Le président américain met ses menaces à exécution : commerciales, humanitaires et maintenant militaires. Des droits de douanes indifférenciés de 25 % sur chaque produit provenant de l'Union européenne, des coupes drastiques dans les financements de l'agence de développement USAID, et maintenant cette suspension de l'aide militaire américaine en Ukraine. Le point sur les répercussions en région lyonnaise.
L’annonce était attendue, mais peut-être pas de cette ampleur. Donald Trump a, dans un premier temps, annoncé l’instauration indifférenciée de droits de douanes sur tous les produits provenant de l’Union européenne. Une taxe qui rappelle de mauvais souvenirs aux vignerons de notre territoire.
Les vins du Beaujolais, mais aussi du Nord-Isère, avaient subi les conséquences d’une première « taxe Trump », instaurée en 2019 sous sa première présidence : 25 % sur les vins de moins de 14 degrés d’alcool. Stéphane Ogier, vigneron de Côte-Rôtie, se souvient très bien de cette période qui a impacté le premier marché d’exportation de son domaine, situé à Ampuis depuis sept générations :
J'étais inquiet sans trop l'être non plus, on essaye de répartir nos ventes […] on ne voulait pas perdre nos marchés aux États-Unis, mais on était rassurés parce qu’on savait que ce qu’on ne vendait pas là, on pouvait le vendre ailleurs.
Autre problématique : la logique de la taxe d'alors, imposée en France mais pas en Italie, mais aussi sur les vins, et pas sur les champagnes : « aucune logique » selon Stéphane Ogier, même si les exportations ont continué, du fait d’un pourcentage d’alcool qui dépassait parfois à cette époque la barre des 14 degrés à cause du réchauffement globale des températures, et qui a permis aux volumes d’exportations de se maintenir pendant la période de la taxe pour le domaine Ogier. Avec cette nouvelle mouture de la taxe Trump, indifférenciée, et avec des volumes d'alcools revenus dans des valeurs normales, la donne pourrait être différente.
La mesure peut inquiéter plus fortement d’autres secteurs exportateurs vers les USA : l'industrie pharmaceutique, par exemple, secteur historiquement implanté dans le territoire de la région lyonnaise.

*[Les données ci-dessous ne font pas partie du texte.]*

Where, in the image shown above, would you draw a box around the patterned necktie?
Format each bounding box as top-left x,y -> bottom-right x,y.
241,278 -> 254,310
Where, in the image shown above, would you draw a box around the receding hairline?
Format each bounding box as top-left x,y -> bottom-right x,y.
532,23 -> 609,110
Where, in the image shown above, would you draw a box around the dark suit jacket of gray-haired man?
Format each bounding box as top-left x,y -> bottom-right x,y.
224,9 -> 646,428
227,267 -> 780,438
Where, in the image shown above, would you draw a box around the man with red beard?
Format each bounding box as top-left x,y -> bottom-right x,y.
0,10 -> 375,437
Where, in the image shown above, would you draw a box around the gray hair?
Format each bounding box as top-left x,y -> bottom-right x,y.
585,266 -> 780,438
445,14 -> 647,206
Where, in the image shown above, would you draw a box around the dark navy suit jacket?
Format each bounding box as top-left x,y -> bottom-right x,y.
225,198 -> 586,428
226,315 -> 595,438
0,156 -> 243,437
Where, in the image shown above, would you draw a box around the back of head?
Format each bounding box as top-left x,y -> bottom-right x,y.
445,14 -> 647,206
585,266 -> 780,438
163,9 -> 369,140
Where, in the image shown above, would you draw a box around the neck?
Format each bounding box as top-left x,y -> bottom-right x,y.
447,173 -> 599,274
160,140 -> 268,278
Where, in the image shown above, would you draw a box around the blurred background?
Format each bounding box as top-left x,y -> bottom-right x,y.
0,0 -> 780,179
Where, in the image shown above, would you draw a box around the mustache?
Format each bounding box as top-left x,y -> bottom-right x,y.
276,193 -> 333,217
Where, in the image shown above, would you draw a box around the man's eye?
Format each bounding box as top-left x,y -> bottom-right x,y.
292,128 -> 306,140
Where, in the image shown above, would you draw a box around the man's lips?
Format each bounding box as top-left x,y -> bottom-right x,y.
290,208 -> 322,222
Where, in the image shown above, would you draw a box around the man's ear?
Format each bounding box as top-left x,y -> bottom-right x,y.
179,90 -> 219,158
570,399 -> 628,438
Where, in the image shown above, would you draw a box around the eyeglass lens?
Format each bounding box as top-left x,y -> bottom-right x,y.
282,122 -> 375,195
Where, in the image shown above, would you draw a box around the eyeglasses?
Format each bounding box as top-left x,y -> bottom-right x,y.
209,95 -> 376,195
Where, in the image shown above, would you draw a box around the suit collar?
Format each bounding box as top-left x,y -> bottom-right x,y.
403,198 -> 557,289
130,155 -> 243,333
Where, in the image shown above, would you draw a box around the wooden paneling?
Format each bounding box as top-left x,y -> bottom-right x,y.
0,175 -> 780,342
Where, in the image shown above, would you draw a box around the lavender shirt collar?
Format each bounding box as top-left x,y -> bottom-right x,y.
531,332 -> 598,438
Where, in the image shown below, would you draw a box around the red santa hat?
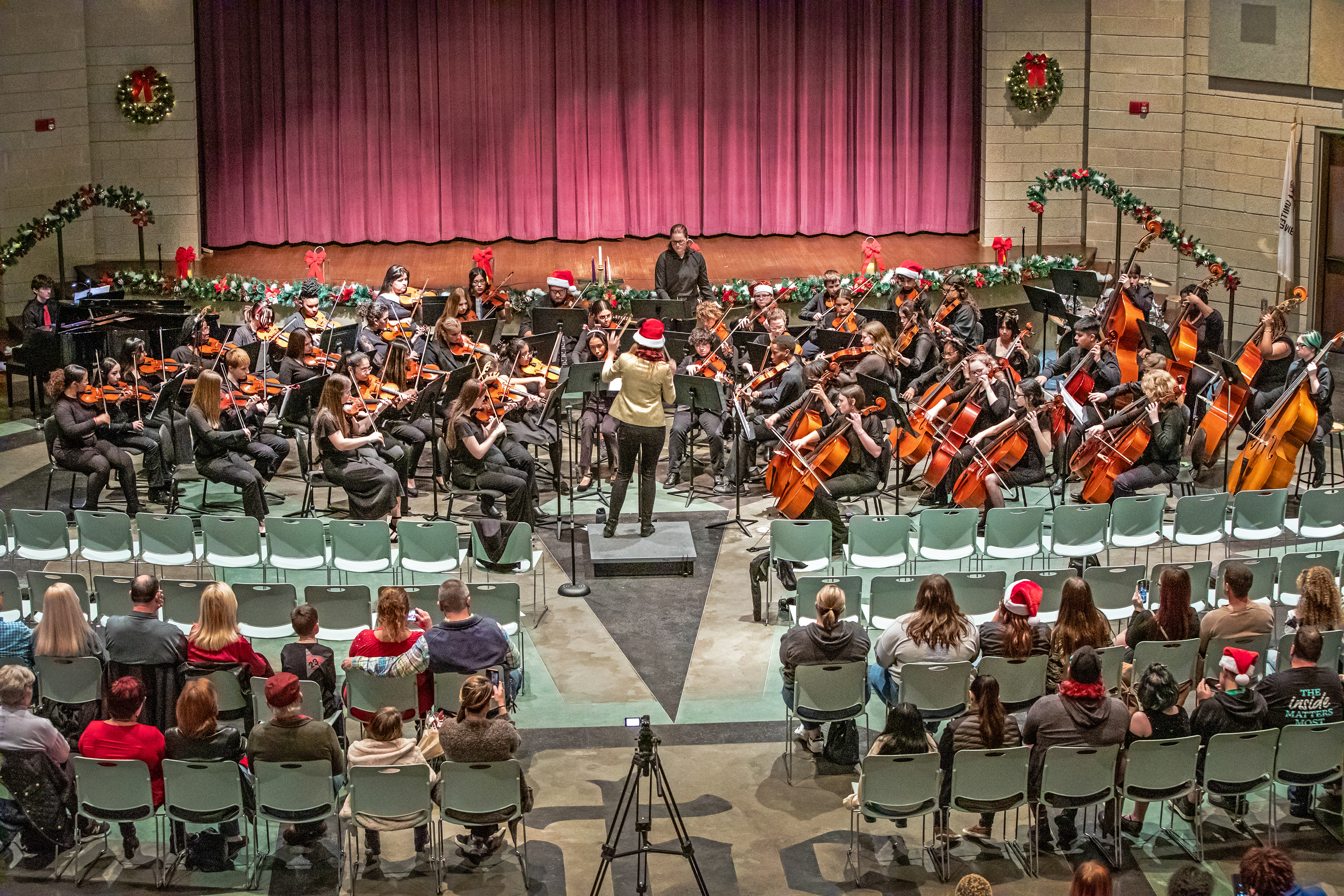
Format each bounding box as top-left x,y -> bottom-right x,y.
896,258 -> 923,279
1003,580 -> 1043,625
634,317 -> 667,348
1218,647 -> 1259,688
546,270 -> 579,296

Avec 260 entreprises pharmaceutiques implantées, Lyon constitue le deuxième site de cette industrie en France : ces produits représentent le deuxième poste d’exportation français vers les États-Unis.
Professeur de sciences économiques et sociales, le Lyonnais Emmanuel Buisson-Fenet entrevoit des conséquences à long terme pour le secteur, représenté en région lyonnaise par des grandes entreprises comme Boiron ou Sanofi :
Ces grands groupes sont déjà dans une logique d’internationalisation, et ont pour la plupart déjà des unités de production aux États-Unis. En revanche, à long terme, si on entre dans un monde où la taxe à 25 % est généralisée par les États-Unis […], il pourrait y avoir un mouvement de délocalisation-relocalisation.
Un mouvement qui menacerait à long terme les emplois de la région, autant dans le secteur pharmaceutique que dans le secteur industriel de manière global.
Dans le même temps, le secrétaire d'état américain, Marco Rubio, a décidé de mettre fin à près de 5 800 des financements de programmes accordés dans le monde par l'agence américaine de développement, soit 92 % des financements de l'USAID, ainsi qu'à 4 100 subventions.
Une mesure qui a touché directement l’association de solidarité internationale lyonnaise Triangle Génération Humanitaire : la structure œuvre notamment en Ukraine et au Soudan, dans plusieurs domaines comme l’aide juridique, la sécurité alimentaire, l’hygiène et l’accès à l’eau. « On vient de perdre 25 % de notre budget annuel (…) sachant que ce financement était directement mis en œuvre sur le terrain. Environ 5 millions d’euros » déplore son directeur des opérations André Duchêne.
Une coupe nette dans les financements, qui annule de futurs projets, mais contraint aussi à abandonner totalement certains projets déjà en cours. Cet arrêt soudain des financements américains et l’arrêt des activités de Triangle concerne 12 000 personnes en Ukraine, et 150 000 au Soudan.